Obtaining this type of information in real-time, regardless of source, is a challenge for many organizations.  Once the data has been obtained and normalized, the next challenge is extracting actionable insight.  

This can be a big data big problem.  Advances in big data technologies, streaming analytics, and machine learning are increasingly playing a role in both trading decisions, execution analysis and decisions and counterparty analysis.

Incorporating this data into a real-time or near-real-time data cube enables advanced multidimensional analyses and trending, such as spreads by venue by order type or hit rates by client by instrument or orders by RFQ response times by client by instrument.  These types of analyses may reveal opportunities for price flexibility, where toxicity may lie, and where technology performance may be impacting execution.  Linking the data cube to full message raw data storage can also provide the capability to drill down into individual orders/transactions to diagnose the source of issues or respond to client or trader inquiries.

Rather than teams each drawing conclusions from disparate data sources, network-derived data may provide a common source for use by multiple business stakeholders, such as technology/operations, trade support, ecommerce/execution teams, as well as compliance, improving business and operational alignment.  

This granular, normalized, precision-timestamped data from the network provides a strong foundational dataset for applying machine learning to identify anomalies in the performance of clients and venues/counterparties.  It also can be a path to the digital intelligence needed to improve performance, agility and trade outcomes for today’s FX business.  

Machine Learning

For optimal results with minimal noise, some leverage machine learning to correlate multiple vectors of anomalies.  Examining anomalies in one dimension (e.g., client notional) may be helpful, but correlating concurrent anomalies in notional, latency, rejects, etc. may be more instructive in providing early warning of relevant changes in behaviors (or systems) and enable adjustments in venue selection, pricing, or client relationship management.  

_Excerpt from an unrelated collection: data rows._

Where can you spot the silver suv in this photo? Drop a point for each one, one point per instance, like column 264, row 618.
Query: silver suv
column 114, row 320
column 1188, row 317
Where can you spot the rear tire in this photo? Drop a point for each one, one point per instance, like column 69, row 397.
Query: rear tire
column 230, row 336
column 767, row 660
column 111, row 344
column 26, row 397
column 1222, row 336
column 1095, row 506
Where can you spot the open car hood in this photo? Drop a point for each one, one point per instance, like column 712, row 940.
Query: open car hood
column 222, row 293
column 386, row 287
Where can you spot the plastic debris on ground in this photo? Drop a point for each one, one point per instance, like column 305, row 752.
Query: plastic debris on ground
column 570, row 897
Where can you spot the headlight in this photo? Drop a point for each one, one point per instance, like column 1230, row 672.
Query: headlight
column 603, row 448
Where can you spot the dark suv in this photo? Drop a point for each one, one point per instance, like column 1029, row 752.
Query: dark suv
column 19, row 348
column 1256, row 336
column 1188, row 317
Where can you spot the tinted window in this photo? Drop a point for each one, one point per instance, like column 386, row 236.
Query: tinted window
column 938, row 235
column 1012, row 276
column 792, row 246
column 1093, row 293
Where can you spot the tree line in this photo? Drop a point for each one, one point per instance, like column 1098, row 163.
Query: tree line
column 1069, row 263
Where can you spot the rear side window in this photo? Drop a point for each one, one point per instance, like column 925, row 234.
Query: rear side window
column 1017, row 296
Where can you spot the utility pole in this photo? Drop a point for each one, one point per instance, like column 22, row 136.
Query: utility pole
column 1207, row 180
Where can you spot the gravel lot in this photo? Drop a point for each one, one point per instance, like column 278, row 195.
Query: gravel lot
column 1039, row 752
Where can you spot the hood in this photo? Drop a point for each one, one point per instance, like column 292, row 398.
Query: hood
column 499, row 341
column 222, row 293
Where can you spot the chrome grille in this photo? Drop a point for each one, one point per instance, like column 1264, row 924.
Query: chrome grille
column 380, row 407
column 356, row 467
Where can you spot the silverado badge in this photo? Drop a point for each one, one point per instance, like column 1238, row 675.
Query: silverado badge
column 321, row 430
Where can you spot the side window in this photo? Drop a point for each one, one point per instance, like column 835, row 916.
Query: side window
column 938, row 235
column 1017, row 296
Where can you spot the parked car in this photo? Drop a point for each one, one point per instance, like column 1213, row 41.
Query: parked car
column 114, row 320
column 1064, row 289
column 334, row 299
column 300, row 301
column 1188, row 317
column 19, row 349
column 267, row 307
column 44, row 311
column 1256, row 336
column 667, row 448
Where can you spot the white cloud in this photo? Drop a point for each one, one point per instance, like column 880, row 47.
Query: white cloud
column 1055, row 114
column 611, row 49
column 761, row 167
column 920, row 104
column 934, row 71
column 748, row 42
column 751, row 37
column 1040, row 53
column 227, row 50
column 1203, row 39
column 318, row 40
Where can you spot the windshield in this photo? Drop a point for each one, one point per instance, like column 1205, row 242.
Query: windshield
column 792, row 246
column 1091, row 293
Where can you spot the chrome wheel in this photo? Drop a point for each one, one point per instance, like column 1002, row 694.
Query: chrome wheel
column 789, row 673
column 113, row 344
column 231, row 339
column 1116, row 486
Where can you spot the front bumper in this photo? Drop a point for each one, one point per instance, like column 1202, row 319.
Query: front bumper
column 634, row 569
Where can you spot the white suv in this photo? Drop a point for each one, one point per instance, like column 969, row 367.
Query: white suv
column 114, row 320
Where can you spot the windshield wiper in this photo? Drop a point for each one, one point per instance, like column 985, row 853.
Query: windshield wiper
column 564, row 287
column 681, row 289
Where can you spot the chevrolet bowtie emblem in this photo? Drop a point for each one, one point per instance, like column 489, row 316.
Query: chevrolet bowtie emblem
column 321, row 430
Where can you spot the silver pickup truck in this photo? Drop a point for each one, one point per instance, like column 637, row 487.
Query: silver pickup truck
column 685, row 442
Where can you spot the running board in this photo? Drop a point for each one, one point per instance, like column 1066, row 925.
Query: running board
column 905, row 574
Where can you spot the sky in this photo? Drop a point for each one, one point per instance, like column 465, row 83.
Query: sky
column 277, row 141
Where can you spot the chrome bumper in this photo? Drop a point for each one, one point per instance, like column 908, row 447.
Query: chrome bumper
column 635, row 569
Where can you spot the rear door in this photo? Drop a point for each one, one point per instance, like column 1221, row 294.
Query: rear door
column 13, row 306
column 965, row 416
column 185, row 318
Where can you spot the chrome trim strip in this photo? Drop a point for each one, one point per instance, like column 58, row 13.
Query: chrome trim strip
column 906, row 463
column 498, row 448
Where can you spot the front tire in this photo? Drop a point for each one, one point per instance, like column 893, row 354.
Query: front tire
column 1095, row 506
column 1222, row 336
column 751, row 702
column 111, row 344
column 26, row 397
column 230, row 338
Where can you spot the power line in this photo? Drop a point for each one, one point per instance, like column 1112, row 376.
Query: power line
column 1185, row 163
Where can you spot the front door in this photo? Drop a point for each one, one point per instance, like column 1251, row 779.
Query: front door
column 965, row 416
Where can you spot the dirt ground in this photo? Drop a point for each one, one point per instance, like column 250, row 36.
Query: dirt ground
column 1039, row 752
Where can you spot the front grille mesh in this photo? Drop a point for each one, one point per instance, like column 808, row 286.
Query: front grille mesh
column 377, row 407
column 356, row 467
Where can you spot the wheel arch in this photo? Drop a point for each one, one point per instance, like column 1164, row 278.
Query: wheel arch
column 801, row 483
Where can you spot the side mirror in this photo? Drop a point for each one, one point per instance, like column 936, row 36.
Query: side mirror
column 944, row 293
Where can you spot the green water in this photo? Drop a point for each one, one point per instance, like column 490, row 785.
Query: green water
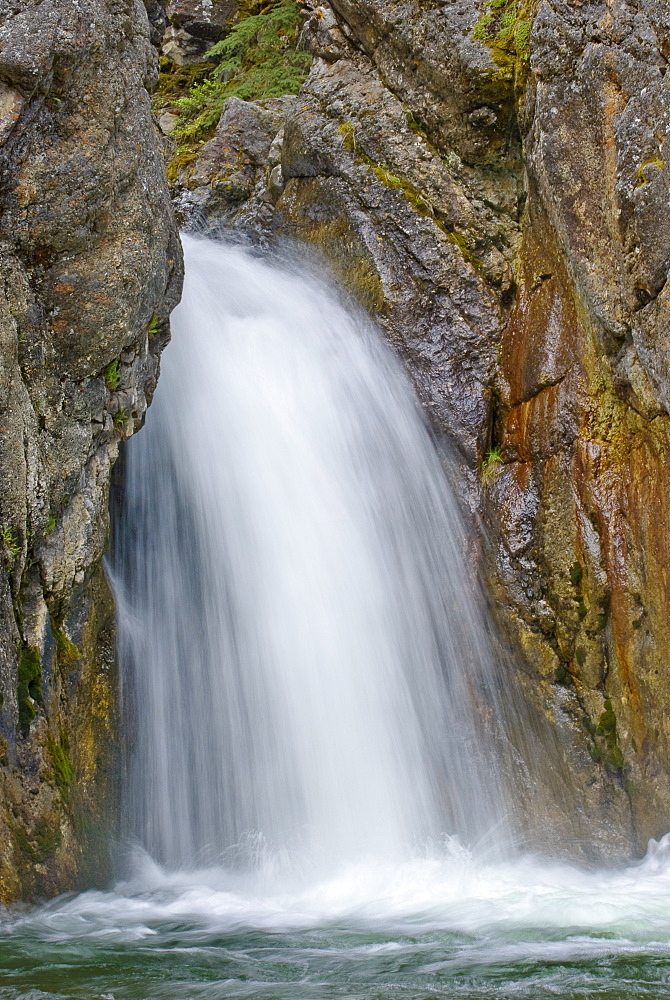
column 429, row 928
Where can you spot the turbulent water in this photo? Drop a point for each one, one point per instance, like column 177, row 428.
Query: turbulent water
column 305, row 651
column 312, row 796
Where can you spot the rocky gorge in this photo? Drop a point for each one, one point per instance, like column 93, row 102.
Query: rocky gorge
column 487, row 179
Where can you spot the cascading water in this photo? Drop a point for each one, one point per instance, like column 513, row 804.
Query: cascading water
column 295, row 615
column 307, row 675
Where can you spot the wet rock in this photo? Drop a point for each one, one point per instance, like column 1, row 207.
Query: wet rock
column 491, row 183
column 91, row 267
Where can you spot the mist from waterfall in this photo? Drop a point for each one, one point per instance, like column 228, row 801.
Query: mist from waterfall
column 300, row 636
column 312, row 789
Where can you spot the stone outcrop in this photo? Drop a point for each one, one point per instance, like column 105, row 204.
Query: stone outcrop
column 490, row 180
column 91, row 268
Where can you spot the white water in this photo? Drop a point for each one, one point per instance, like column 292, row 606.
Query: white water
column 295, row 614
column 305, row 668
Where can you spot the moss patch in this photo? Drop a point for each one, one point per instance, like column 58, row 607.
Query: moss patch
column 257, row 60
column 505, row 27
column 68, row 652
column 62, row 771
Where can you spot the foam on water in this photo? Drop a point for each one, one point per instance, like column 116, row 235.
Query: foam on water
column 301, row 642
column 525, row 909
column 305, row 680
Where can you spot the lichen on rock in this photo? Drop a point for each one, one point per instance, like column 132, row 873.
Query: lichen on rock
column 89, row 255
column 489, row 180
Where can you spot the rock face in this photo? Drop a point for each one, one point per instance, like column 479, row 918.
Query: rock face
column 491, row 180
column 91, row 268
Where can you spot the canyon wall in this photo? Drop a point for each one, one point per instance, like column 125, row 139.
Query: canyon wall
column 489, row 179
column 91, row 268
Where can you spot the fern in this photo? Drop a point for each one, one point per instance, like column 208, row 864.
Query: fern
column 259, row 60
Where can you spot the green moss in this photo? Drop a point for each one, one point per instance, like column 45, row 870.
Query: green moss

In today’s competitive and volatile FX landscape, gaining and rapidly actioning insight into execution quality and efficiency are key to gaining a trading performance advantage. Harnessing the power of the atom more than 80 years ago opened the door to many new possibilities. Harnessing the power of AI applied to data flowing across the network, may provide unique intelligence for navigating and competing in FX and other high performance electronic markets.